# PDS: The Performance Database Server

## Mm_1

****************************************
* Matrix Multiply Algorithm Results *
* Results file: mm_1.tbl *
* Source file: mm.c *
* RAM usage: Need at LEAST 10 MBytes *
* Al Aburto, aburto@nosc.mil *
* 01 Oct 1997 *
****************************************
The Matrix Multiply program mm.c is by Mark Smotherman. His email
address is: mark@cs.clemson.edu. Please contact Mark regarding the
mm.c code or for questions, comments, and results showing wide
variations. What results I get (Al Aburto, aburto@nosc.mil)
I'll pass along to Mark too.

This table of results is kept at 'ftp.nosc.mil' (128.49.192.51) in
directory 'pub/aburto'. You can access this and other programs and
results via anonymous ftp. I try to keep things frequently and
regularly updated.

mm.c is a collection of nine matrix multiply algorithms. Five of those
algorithms were selected for this database. The algorithms and options
are shown below. Compile mm.c as: cc -O -DN=500 mm.c -o mm (or use
whatever other compile options you prefer) and then run mm with the
options shown below. NOTE: You must use '-DN=500' else the matrix size
will be undefined.

The results are very interesting as they reveal the enormous effect
that cache thrashing can have on the results with different machines,
algorithms, compilers, and compiler options.
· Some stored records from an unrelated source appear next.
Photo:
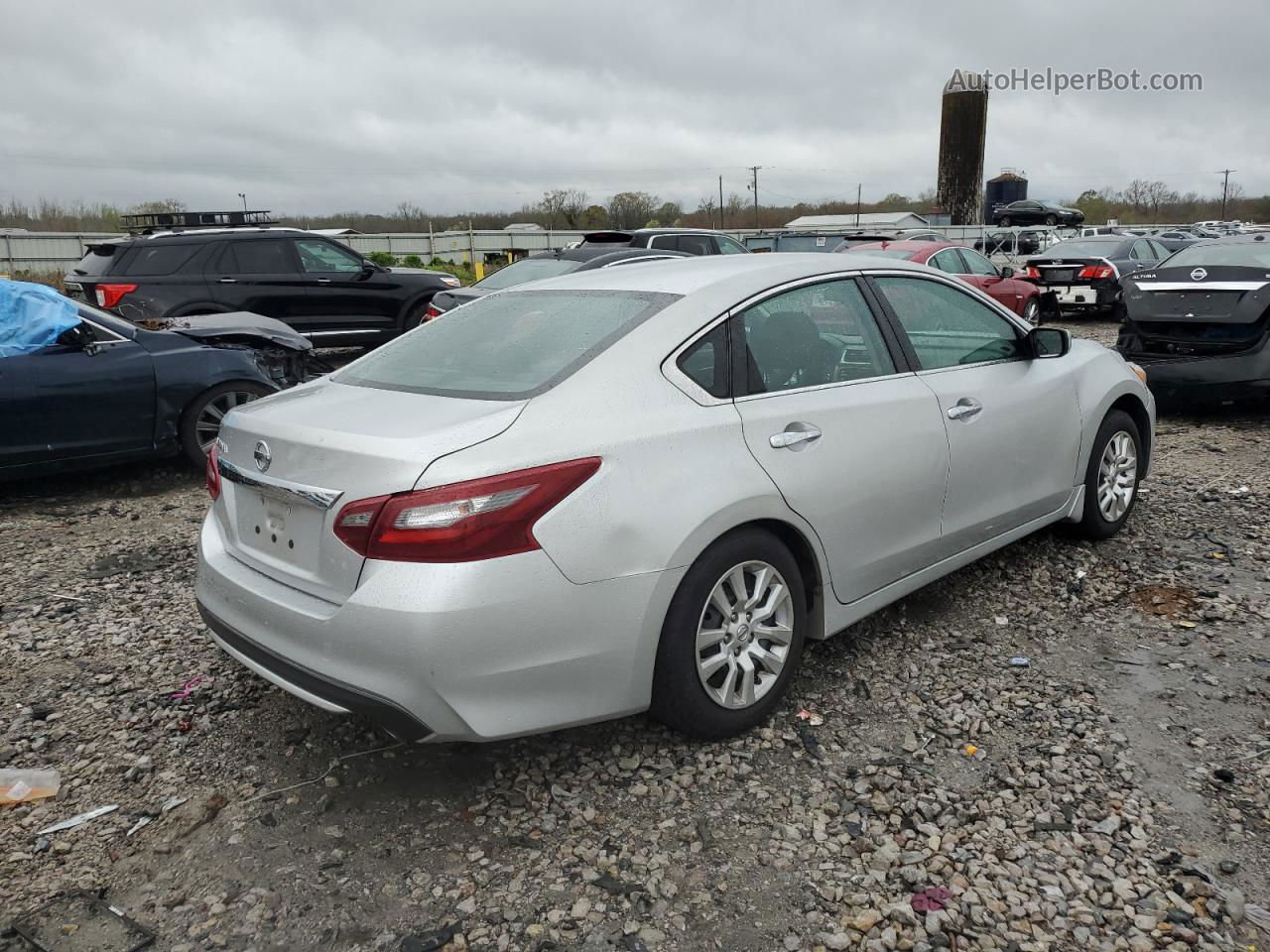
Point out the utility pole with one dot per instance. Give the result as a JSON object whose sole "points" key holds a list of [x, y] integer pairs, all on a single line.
{"points": [[1225, 182], [754, 171]]}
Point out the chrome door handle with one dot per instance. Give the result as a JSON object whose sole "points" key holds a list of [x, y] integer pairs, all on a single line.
{"points": [[790, 438], [962, 412]]}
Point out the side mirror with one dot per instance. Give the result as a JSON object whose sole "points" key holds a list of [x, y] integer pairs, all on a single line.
{"points": [[1049, 341]]}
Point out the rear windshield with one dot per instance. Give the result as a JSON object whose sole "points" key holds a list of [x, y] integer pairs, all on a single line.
{"points": [[529, 270], [506, 347], [1237, 254], [98, 261], [160, 259], [1082, 249]]}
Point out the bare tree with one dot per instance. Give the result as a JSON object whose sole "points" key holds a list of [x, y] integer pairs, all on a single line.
{"points": [[631, 209]]}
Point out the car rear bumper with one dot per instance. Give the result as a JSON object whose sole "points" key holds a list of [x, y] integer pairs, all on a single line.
{"points": [[463, 652], [1206, 379]]}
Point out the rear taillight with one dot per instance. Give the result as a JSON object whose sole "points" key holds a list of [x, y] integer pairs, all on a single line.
{"points": [[462, 522], [213, 472], [108, 295]]}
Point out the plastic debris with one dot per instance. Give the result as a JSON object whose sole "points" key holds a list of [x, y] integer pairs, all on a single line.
{"points": [[23, 785], [930, 900], [77, 820], [187, 688]]}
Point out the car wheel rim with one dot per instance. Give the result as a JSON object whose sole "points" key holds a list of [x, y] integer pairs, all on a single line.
{"points": [[744, 635], [1118, 476], [207, 426]]}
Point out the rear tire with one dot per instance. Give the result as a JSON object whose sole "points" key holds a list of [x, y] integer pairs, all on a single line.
{"points": [[1111, 476], [721, 671], [200, 421]]}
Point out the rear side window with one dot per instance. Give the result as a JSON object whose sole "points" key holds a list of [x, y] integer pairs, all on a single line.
{"points": [[154, 261], [263, 257], [947, 326], [100, 259], [511, 345]]}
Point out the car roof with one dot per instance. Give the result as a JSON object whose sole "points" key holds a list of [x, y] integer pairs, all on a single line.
{"points": [[740, 272]]}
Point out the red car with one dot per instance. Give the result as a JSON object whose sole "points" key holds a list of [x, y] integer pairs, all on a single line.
{"points": [[1023, 298]]}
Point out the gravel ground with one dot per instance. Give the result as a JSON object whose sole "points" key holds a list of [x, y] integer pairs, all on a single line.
{"points": [[1111, 793]]}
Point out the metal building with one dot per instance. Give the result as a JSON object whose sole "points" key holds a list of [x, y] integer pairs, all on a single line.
{"points": [[962, 131]]}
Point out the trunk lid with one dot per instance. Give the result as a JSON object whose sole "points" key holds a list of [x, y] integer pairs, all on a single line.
{"points": [[1176, 312], [322, 445]]}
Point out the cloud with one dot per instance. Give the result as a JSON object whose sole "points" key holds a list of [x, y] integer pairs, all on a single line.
{"points": [[327, 105]]}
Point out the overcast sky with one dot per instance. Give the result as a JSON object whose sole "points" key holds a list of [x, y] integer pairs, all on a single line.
{"points": [[318, 107]]}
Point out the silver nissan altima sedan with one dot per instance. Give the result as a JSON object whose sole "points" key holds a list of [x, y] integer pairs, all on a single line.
{"points": [[647, 489]]}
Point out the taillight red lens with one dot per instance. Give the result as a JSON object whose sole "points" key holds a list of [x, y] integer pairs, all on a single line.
{"points": [[108, 295], [462, 522], [213, 474]]}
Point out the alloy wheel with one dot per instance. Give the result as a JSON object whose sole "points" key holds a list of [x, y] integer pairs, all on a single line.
{"points": [[744, 635], [1118, 476], [207, 426]]}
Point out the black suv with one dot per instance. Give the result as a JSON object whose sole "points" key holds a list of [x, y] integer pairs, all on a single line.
{"points": [[690, 241], [318, 287]]}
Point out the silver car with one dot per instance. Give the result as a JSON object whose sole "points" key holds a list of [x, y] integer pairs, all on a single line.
{"points": [[647, 489]]}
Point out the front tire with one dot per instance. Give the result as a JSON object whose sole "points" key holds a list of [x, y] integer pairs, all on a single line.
{"points": [[1111, 476], [731, 639], [200, 421]]}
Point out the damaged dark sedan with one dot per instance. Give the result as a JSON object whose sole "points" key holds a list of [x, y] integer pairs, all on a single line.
{"points": [[1201, 322], [104, 390]]}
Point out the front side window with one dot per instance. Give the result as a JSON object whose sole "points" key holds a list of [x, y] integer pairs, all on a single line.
{"points": [[947, 262], [810, 336], [976, 263], [257, 257], [324, 257], [947, 326], [511, 345]]}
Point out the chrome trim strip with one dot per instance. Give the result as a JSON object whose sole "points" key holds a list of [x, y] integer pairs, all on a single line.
{"points": [[1202, 285], [280, 489]]}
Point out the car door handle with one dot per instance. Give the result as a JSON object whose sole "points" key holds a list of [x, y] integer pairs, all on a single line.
{"points": [[964, 412], [789, 438]]}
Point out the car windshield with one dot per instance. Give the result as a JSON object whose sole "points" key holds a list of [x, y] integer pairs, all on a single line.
{"points": [[1238, 254], [506, 347], [527, 270], [1082, 249]]}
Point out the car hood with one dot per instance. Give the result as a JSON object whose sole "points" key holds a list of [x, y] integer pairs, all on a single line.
{"points": [[238, 326]]}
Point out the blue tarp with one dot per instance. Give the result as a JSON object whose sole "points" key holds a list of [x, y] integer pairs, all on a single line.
{"points": [[32, 316]]}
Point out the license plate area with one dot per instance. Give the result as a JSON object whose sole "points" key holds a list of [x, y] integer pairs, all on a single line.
{"points": [[273, 530]]}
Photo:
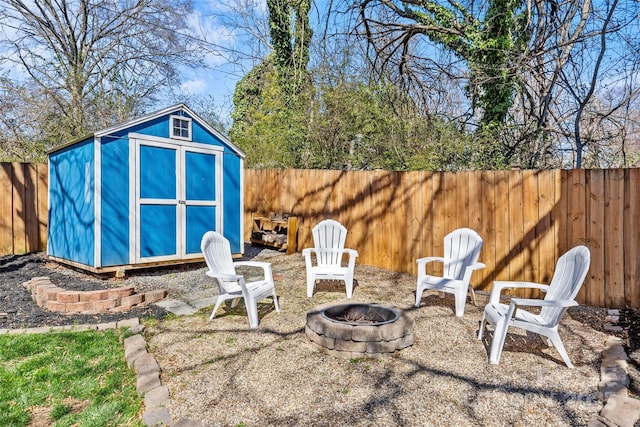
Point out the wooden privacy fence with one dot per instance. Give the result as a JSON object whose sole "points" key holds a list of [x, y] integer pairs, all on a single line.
{"points": [[526, 218], [23, 208]]}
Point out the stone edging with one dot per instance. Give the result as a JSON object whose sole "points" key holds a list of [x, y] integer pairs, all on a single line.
{"points": [[619, 408], [54, 298]]}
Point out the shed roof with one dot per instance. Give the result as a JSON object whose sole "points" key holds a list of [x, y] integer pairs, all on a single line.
{"points": [[152, 116]]}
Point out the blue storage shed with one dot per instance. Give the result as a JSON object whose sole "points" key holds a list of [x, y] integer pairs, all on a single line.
{"points": [[143, 193]]}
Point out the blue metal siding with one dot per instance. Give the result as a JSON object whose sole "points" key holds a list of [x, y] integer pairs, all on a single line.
{"points": [[232, 196], [72, 198], [71, 230], [115, 202]]}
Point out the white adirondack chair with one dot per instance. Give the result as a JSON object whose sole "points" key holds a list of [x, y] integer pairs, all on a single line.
{"points": [[328, 240], [568, 277], [232, 286], [461, 252]]}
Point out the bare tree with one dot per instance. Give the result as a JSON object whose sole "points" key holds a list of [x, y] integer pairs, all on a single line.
{"points": [[98, 61]]}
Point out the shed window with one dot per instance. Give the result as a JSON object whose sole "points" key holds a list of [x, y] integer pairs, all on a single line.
{"points": [[181, 128]]}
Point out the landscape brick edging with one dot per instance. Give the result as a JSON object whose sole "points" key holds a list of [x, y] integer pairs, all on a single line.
{"points": [[54, 298]]}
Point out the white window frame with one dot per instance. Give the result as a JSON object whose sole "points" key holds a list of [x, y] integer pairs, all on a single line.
{"points": [[172, 128]]}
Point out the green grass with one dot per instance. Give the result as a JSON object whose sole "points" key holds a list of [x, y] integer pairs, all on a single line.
{"points": [[67, 378]]}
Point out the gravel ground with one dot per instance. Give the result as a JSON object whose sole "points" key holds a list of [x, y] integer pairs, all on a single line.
{"points": [[222, 373]]}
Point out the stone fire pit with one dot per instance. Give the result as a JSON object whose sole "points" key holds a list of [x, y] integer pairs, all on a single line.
{"points": [[359, 330]]}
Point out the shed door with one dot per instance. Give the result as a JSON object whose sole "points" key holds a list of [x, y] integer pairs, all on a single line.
{"points": [[177, 199]]}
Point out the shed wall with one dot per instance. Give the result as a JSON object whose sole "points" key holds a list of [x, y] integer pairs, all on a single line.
{"points": [[71, 203]]}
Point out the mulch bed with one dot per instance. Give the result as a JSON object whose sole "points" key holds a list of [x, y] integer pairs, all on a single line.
{"points": [[18, 310]]}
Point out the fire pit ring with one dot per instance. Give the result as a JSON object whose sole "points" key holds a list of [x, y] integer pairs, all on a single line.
{"points": [[359, 330]]}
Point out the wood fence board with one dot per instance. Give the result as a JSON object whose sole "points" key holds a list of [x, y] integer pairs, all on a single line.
{"points": [[438, 226], [614, 238], [428, 206], [19, 206], [451, 192], [403, 237], [545, 226], [502, 225], [529, 245], [515, 258], [488, 229], [594, 183], [576, 228], [31, 207], [6, 210], [632, 238], [415, 218], [463, 215]]}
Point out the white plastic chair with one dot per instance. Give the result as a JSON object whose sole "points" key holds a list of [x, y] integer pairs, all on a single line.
{"points": [[232, 286], [461, 252], [328, 239], [568, 277]]}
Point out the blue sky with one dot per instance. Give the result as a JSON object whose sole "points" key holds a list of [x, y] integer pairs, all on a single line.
{"points": [[213, 20]]}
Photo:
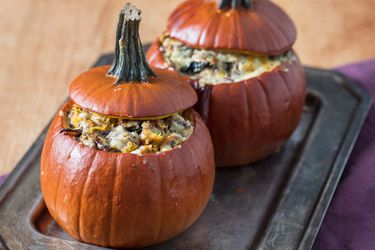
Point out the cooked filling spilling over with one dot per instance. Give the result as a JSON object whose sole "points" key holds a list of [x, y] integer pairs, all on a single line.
{"points": [[128, 136], [215, 67]]}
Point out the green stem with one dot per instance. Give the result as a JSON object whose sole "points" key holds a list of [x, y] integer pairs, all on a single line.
{"points": [[225, 4], [130, 64]]}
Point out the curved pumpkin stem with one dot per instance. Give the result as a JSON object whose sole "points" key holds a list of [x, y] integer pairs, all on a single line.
{"points": [[130, 64], [225, 4]]}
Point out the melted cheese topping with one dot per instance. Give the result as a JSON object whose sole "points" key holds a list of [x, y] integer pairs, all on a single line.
{"points": [[127, 136], [216, 67]]}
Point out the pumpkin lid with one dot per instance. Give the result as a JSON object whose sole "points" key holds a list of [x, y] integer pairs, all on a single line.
{"points": [[256, 26], [130, 87]]}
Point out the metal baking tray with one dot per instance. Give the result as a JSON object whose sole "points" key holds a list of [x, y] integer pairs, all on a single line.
{"points": [[278, 203]]}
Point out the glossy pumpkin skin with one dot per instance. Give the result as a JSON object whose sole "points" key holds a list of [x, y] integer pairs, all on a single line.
{"points": [[125, 200], [166, 93], [264, 29], [251, 119]]}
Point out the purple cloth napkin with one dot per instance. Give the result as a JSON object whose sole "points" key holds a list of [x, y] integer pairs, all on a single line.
{"points": [[350, 220], [2, 179]]}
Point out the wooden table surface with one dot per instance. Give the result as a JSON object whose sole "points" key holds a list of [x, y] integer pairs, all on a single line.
{"points": [[44, 44]]}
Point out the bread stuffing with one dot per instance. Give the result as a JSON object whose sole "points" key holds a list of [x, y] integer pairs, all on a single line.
{"points": [[127, 136], [216, 67]]}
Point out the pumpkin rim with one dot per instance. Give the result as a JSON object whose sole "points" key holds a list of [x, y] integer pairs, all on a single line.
{"points": [[275, 70], [70, 102]]}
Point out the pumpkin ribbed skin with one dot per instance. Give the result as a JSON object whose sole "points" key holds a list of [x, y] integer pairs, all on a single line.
{"points": [[125, 200], [166, 93], [264, 29], [249, 120]]}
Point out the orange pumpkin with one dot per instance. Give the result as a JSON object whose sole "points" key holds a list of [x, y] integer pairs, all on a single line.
{"points": [[251, 118], [119, 199]]}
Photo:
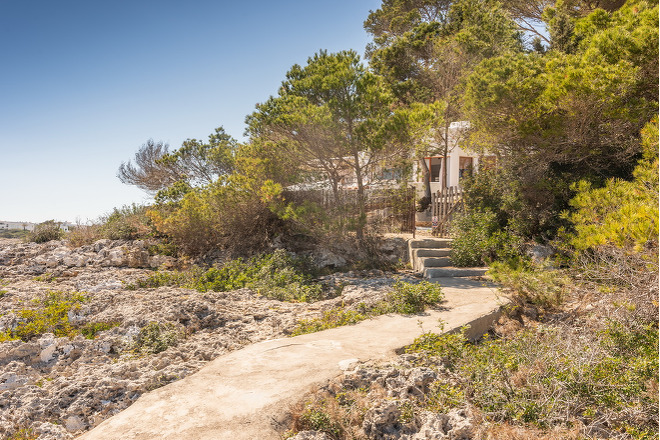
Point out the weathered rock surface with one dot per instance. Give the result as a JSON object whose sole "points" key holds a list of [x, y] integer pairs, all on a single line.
{"points": [[394, 404], [60, 386]]}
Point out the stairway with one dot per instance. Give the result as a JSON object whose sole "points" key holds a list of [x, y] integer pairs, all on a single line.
{"points": [[430, 256]]}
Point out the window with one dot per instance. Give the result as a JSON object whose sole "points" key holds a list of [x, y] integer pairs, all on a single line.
{"points": [[464, 167]]}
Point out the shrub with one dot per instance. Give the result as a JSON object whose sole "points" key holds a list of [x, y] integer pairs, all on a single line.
{"points": [[92, 329], [405, 298], [330, 319], [277, 276], [478, 239], [154, 338], [126, 223], [49, 315], [408, 298], [46, 231], [227, 215], [529, 285], [555, 376]]}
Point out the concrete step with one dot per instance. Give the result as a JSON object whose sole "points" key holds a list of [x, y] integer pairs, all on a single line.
{"points": [[449, 271], [430, 243], [435, 262], [431, 252], [419, 256]]}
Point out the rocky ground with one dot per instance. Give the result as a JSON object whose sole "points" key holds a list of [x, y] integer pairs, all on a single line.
{"points": [[57, 387]]}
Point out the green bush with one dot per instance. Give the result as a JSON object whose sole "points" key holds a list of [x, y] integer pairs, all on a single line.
{"points": [[48, 315], [408, 298], [527, 284], [405, 298], [553, 376], [92, 329], [154, 338], [478, 239], [46, 231], [126, 223], [337, 317], [277, 276]]}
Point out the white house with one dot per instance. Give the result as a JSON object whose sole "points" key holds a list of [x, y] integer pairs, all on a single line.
{"points": [[21, 226]]}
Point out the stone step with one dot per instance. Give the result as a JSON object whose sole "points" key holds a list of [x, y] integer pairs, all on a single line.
{"points": [[430, 252], [436, 262], [449, 271], [419, 256], [429, 243]]}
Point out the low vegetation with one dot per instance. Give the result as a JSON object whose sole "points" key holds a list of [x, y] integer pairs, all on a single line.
{"points": [[50, 314], [405, 298], [278, 276], [154, 338]]}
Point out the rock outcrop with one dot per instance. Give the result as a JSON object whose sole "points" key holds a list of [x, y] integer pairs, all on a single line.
{"points": [[58, 386]]}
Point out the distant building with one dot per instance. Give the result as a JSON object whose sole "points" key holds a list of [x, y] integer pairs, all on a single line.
{"points": [[28, 226], [21, 226]]}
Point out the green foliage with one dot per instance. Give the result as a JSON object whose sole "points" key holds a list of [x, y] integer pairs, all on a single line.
{"points": [[46, 231], [13, 233], [173, 174], [278, 276], [408, 298], [622, 214], [23, 434], [332, 318], [405, 298], [49, 314], [154, 338], [125, 223], [315, 419], [332, 119], [557, 118], [164, 278], [92, 329], [547, 377], [530, 285], [227, 214], [478, 239], [449, 346]]}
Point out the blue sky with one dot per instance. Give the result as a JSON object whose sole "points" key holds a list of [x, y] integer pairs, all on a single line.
{"points": [[84, 83]]}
There are even more efficient algorithms tuned for specific machines.
Toshinori Maeno (tmaeno@cc.titech.ac.jp) of the Tokyo Institute of
Technology has sent me a few examples for HP, IBM, DEC, and Sun.

The MFLOPS rating (for FADD and FMUL) can be obtained from the results.
For example, for the T. Maeno algorithm (mm -m 20), the number of FADD
and FMUL instructions (weighted equally) is N * N * ( 2 * N + 25 )
= 256250000 (for N = 500). Therefore MFLOPS = N*N*(2*N+25) / Runtime,
where Runtime is in seconds (see table below). Thus the IBM RS/6000
Model 560 is working at 256250000/3.44 = 74.5 MFLOPS relative to equally
weighted FADD and FMUL instructions. With a properly 'tuned' algorithm
this could be further improved.

mm -n :option n - normal matrix multiply
mm -u 8 :option u - innermost loop unrolled by factor of 8
mm -t :option t - matrix multiply using transpose of b matrix
mm -b 32 :option b - matrix multiply using blocking (size 32) without
unrolling.
mm -m 20 :option m - matrix multiply using Maeno method of blocking
(size 20) and unrolling.
<<<